Lombok Timur SR – Dinas Pemberdayaan Perempuan Perlindungan Anak dan Keluarga Berencana (DP3AKB) Lombok Timur (Lotim) telah membentuk 44 kampung KB  sebagai wahana pemberdayaan masyarakat di tingkat dusun. Kendati demikian, baru satu kampung KB yang telah berkembang.

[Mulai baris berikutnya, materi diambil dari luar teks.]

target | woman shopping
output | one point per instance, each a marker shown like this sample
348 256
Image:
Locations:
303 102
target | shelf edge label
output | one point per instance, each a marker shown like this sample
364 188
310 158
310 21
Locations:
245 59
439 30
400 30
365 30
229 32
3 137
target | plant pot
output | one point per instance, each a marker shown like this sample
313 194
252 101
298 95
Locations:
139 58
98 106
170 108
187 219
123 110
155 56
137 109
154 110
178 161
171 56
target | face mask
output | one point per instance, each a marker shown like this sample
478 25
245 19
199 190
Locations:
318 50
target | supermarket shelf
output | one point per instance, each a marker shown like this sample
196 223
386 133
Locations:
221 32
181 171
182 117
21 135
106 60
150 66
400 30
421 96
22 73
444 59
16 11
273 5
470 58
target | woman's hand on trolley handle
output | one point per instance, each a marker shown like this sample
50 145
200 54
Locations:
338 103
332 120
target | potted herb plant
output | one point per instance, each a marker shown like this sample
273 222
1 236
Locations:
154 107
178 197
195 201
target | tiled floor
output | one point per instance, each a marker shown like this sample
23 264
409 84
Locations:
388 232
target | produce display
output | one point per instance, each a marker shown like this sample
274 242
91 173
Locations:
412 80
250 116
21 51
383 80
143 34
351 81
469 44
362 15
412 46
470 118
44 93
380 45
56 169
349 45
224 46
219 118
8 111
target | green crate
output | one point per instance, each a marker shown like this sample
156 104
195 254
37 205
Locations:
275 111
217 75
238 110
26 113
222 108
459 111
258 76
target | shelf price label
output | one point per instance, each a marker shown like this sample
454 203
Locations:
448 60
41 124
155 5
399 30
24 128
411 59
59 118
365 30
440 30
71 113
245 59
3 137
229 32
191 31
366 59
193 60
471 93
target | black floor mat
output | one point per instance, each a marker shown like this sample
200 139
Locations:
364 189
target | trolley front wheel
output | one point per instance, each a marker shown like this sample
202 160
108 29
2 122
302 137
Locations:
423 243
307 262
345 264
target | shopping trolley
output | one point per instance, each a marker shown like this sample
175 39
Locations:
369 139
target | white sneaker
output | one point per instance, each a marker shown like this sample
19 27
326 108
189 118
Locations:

“Dari 44 kampung KB yang telah terbentuk, baru satu kampung KB yang telah berkembang. Konsep awal kampung KB ini berada di level kampung sehingga kami memaklumi juga karena kemampuan dari dusun untuk mengelola sumberdaya yang dimiliki, baik SDMnya maupun sumberdaya sarana dan prasarana,” jelas Kepala DP3AKB Lotim, Asrul Sani kepada wartawan, Rabu (19/8).

Lanjutnya, untuk mengembangkan program kampung KB tersebut pihaknya akan memfasilitasi semua kegiatan-kegiatan yang akan diselenggarakan oleh ketua kampung KB seperti halnya pertemuan-pertemuan dan pelatihan-pelatihan.

“Kami akan memfasilitasi kegiatan kampung KB itu. Misalnya melakukan pelatihan dan kegiatan-kegiatan sosial lainnya,” tandasnya.

Dengan adanya kampung KB tersebut, lanjut dia, diharapkan bisa meningkatkan pendapatan masyarakat dan mengatasi problem yang ada di tingkat dusun seperti menekan angka putus sekolah dan masyarakat yang belum terdata identitas kependudukannya bisa terdata semua.

“Program ini juga untuk mengantisipasi anak putus sekolah. Selain itu program ini juga membantu untuk mendata identitas penduduk,” imbuhnya.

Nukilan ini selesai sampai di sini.